Labour argues the system would have been open to the same abuses as last time if the bill was abandoned.

The more prosaic reality is that having come this far - and having largely got what it wants - Labour is hardly going to drop the measure now.

But it still leaves open the question of what happens after the election. National is promising to repeal the bill. The Greens and United Future back some form of rethink.

Inevitably, Labour will instinctively recoil from saying anything which might be interpreted as a backdown. However, in this case, a backdown might do Labour no harm. Quite the reverse.

If Labour is worried about loss of face in agreeing to an inquiry, it could draw a distinction between principle and practice.

It could remain steadfast that limits be placed on what so-called "third parties" can or cannot do. It could offer a review of how the rules work in practice as an olive branch.

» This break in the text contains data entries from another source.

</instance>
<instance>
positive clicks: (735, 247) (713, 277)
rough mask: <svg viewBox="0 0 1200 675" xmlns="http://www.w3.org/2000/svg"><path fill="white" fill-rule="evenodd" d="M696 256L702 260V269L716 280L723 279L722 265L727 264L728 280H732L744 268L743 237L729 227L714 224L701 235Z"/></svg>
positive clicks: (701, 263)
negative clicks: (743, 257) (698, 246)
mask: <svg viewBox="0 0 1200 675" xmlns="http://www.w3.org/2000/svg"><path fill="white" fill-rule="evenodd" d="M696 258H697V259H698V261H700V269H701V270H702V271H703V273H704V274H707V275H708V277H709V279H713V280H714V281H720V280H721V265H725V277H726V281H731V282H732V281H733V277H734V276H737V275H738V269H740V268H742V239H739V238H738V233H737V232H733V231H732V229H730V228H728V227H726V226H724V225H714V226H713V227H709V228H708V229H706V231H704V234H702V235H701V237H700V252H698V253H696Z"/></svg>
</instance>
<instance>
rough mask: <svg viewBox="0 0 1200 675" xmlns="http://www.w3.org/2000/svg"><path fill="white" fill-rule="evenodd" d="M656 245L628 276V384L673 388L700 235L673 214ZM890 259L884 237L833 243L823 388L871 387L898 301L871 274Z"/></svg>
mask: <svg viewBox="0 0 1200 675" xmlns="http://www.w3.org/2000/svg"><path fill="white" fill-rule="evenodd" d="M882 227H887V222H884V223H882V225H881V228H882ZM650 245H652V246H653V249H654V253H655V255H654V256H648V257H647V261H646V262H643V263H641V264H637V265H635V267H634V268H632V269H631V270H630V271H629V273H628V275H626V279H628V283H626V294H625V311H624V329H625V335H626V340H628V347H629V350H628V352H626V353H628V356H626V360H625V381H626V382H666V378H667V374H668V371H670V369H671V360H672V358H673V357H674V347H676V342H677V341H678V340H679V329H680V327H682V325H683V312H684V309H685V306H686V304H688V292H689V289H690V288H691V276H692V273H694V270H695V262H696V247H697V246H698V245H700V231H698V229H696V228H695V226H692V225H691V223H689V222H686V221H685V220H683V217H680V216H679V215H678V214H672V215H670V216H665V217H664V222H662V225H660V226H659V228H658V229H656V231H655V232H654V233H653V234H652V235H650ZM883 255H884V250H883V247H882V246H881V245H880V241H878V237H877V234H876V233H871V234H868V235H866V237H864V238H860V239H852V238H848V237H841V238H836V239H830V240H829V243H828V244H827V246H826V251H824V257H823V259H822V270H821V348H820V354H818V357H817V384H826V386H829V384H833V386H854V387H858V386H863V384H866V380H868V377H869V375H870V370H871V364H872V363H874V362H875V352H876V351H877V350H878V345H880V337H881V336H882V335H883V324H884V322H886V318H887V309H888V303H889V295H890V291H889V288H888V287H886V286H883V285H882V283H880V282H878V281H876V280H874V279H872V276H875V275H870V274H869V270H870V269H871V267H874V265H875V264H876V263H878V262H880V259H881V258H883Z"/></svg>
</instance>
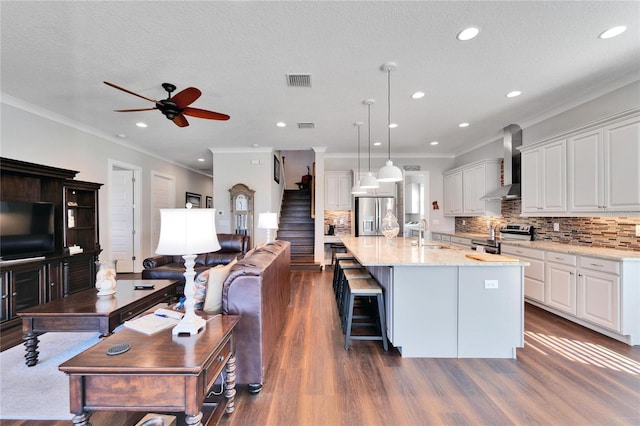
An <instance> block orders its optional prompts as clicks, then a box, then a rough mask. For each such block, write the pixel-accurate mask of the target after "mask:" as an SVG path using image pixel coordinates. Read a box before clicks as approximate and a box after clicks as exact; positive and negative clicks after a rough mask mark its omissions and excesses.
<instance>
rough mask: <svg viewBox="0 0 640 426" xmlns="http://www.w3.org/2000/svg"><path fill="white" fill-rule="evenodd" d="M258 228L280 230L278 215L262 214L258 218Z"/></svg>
mask: <svg viewBox="0 0 640 426" xmlns="http://www.w3.org/2000/svg"><path fill="white" fill-rule="evenodd" d="M258 228H264V229H278V215H277V214H276V213H270V212H266V213H260V216H259V217H258Z"/></svg>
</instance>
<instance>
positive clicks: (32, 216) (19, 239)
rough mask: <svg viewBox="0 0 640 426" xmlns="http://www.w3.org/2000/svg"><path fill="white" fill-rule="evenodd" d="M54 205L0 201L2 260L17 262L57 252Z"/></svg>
mask: <svg viewBox="0 0 640 426" xmlns="http://www.w3.org/2000/svg"><path fill="white" fill-rule="evenodd" d="M53 219H54V208H53V203H44V202H41V203H32V202H27V201H0V258H1V259H2V260H16V259H25V258H31V257H39V256H44V255H46V254H49V253H53V252H54V251H55V232H54V220H53Z"/></svg>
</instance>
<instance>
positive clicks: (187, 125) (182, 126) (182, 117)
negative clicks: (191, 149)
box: [173, 114, 189, 127]
mask: <svg viewBox="0 0 640 426" xmlns="http://www.w3.org/2000/svg"><path fill="white" fill-rule="evenodd" d="M173 122H174V123H176V126H178V127H187V126H188V125H189V122H188V121H187V118H186V117H185V116H184V115H182V114H178V115H176V116H175V117H174V118H173Z"/></svg>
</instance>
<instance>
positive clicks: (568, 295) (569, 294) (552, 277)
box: [545, 262, 576, 315]
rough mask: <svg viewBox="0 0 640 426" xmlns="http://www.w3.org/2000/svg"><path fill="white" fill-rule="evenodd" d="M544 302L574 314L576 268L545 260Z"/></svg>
mask: <svg viewBox="0 0 640 426" xmlns="http://www.w3.org/2000/svg"><path fill="white" fill-rule="evenodd" d="M545 275H546V277H547V281H546V283H545V303H546V304H547V305H549V306H551V307H553V308H556V309H559V310H561V311H564V312H568V313H570V314H572V315H575V314H576V268H575V267H573V266H567V265H561V264H558V263H553V262H547V265H546V274H545Z"/></svg>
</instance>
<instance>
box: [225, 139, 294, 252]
mask: <svg viewBox="0 0 640 426" xmlns="http://www.w3.org/2000/svg"><path fill="white" fill-rule="evenodd" d="M212 152H213V176H214V178H213V192H214V194H216V195H215V197H214V198H213V206H214V207H215V208H216V209H218V210H219V211H218V215H216V219H217V220H216V230H217V231H218V232H220V233H230V232H231V217H230V214H229V212H230V210H231V198H230V194H229V189H230V188H231V187H232V186H233V185H235V184H237V183H243V184H245V185H247V186H248V187H249V188H250V189H252V190H254V191H255V195H254V202H253V206H254V224H253V228H254V236H252V238H251V244H252V245H258V244H261V243H264V242H265V241H266V239H267V232H266V230H264V229H259V228H257V225H258V215H259V214H260V213H262V212H267V211H271V212H278V213H279V212H280V201H279V200H280V188H281V185H279V184H277V183H276V182H275V180H274V179H273V156H274V154H273V152H272V151H271V150H270V149H269V150H268V151H260V150H252V151H251V152H243V153H227V152H216V150H215V149H212ZM276 155H278V156H279V153H276ZM280 183H281V184H282V185H284V182H282V180H281V181H280ZM220 212H221V213H220Z"/></svg>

This will happen anyway. Parliament's justice and electoral law select committee always conducts an inquiry after an election to assess whether there are shortcomings which need fixing.

Labour could simply make a point of stressing this will happen. It could give such an inquiry more weight by stipulating in the bill that the select committee undertake such an inquiry. Or it could offer the prospect of a wider inquiry post-election via Burton's independent review.

It all adds up to an opportunity to get off the back foot. The question is whether Labour has become so blinkered in its determination to get the bill into law that it will let the opportunity go begging.